Under this strain, the danger is that a Biden administration, desperate for anything that can show progress on public safety—and fearful of GOP attacks during the midterm elections—will adopt Adams’ misguided surveillance proposals on the national stage.
Biden has already developed a troubling surveillance record in his time in office. In recent weeks, the IRS faced national outrage for forcing Americans to use facial recognition to access their tax records. Growing numbers of federal agencies are using facial recognition under Biden’s presidency, including groups ranging from the U.S. Fish and Wildlife Service to the National Parks.
If Adams were to follow Biden’s lead, he’d undermine efforts from progressive groups across the country to ban invasive tools like facial recognition.
Portions of Adams’ blueprint feel like stepping out of a dystopian time machine.
In 1999, then-Mayor Rudy Giuliani saw growing opposition to stop-and-frisk from New Yorkers, including then-NYPD Lt. Eric Adams, who rightfully lambasted Giuliani for subjecting hundreds of thousands of young Black and brown New Yorkers to violent harassment from the NYPD, saying, “New Yorkers don't want them [the NYPD] turned loose again.”

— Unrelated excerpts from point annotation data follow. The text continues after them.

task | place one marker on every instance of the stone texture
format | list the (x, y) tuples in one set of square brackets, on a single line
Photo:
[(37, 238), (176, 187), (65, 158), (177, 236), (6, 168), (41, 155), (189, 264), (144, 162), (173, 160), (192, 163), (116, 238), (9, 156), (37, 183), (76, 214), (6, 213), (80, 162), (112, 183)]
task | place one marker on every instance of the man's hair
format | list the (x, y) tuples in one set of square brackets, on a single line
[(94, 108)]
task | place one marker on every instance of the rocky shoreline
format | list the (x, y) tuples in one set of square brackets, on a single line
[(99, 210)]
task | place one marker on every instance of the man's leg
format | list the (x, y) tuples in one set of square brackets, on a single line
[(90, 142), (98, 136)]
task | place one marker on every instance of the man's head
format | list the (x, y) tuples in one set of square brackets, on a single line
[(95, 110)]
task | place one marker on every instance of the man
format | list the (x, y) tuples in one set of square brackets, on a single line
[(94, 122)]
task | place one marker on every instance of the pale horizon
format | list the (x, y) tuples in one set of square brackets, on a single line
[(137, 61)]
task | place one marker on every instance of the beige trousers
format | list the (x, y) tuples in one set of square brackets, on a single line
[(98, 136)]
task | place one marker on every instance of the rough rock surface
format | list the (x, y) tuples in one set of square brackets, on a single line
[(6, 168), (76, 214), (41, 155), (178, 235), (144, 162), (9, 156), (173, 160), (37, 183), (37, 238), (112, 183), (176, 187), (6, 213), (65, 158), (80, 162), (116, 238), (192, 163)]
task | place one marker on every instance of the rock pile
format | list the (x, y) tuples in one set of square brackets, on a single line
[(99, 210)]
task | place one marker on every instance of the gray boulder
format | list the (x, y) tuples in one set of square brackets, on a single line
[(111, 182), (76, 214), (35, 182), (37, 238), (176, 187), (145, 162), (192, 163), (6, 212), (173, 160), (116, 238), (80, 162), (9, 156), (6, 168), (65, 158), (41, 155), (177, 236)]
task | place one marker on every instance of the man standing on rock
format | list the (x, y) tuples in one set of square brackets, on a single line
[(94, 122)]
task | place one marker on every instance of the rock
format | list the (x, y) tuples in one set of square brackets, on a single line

Flash forward 23 years, and now-Mayor Adams wants to do just that, reinstating plainclothes units that were disbanded for conducting aggressive, unlawful, and often deadly stops of Black New Yorkers. But where expanded stop-and-frisk will impact thousands of New Yorkers, Adams’ expanded surveillance will impact millions.
Adams boasted that facial recognition could “take a picture of your face and in eight seconds, see everything that you have in public view…” But he never addressed the technology’s bias against Black or brown New Yorkers. Facial recognition has not only been shown to be more error-prone for Black and Latinx individuals in the lab, it’s led to growing numbers of false arrests in the real world. The way that the technology replicates the same patterns of abuse as stop-and-frisk.
Even worse is Adams’ call for “new technology to identify suspects and those carrying guns” using “software to identify dangerous individuals and those carrying weapons.”
Once again we’re being told that Silicon Valley has a crystal ball to predict pre-crime, and once again the claims are bogus. Not only is “gun detection” software useless anytime someone conceals a gun in their jacket or bag, it easily can mistake everyday objects like a wallet or a cane for a weapon. And not everything that looks like a gun is one. I’m terrified of the day police gun down a child wielding a squirt gun that was reported by this software.
Every time gun detection AI sends frantic officers towards an alleged crime scene, it creates risk for anyone standing nearby, particularly Black and brown New Yorkers. Adams himself had described the risks. Recalling his time as a plainclothes officer, he noted that there was a risk anytime he encountered his white colleagues. Even if he was on the job, “if they see me with a gun in my hand, I got a problem.”
And Adams knows all too well how often American police surveillance powers are misused and abused against communities of color. As an activist, he structured his organization with “experience understanding how law enforcement, with COINTELPRO and other tactics, infiltrated organizations of color.” COINTELPRO, the infamous 20th century program of monitoring political dissent is just the most famous example of such infiltration. As Adams admitted more than 20 years ago, the tools we give the NYPD to fight crime will quickly be turned against dissenters.
The coming days will decide a lot, not just for New York, but for the nation. It will decide if a Democratic Party that just months ago championed the cause of Black Lives Matter will return to its mass incarceration roots. It will decide if civil rights milestones like bail reform and elimination of stop-and-frisk are cast aside for political expediency. And it will decide if new, biased, and untested surveillance tech is adopted for political publicity stunt, even as it puts so many of us at risk.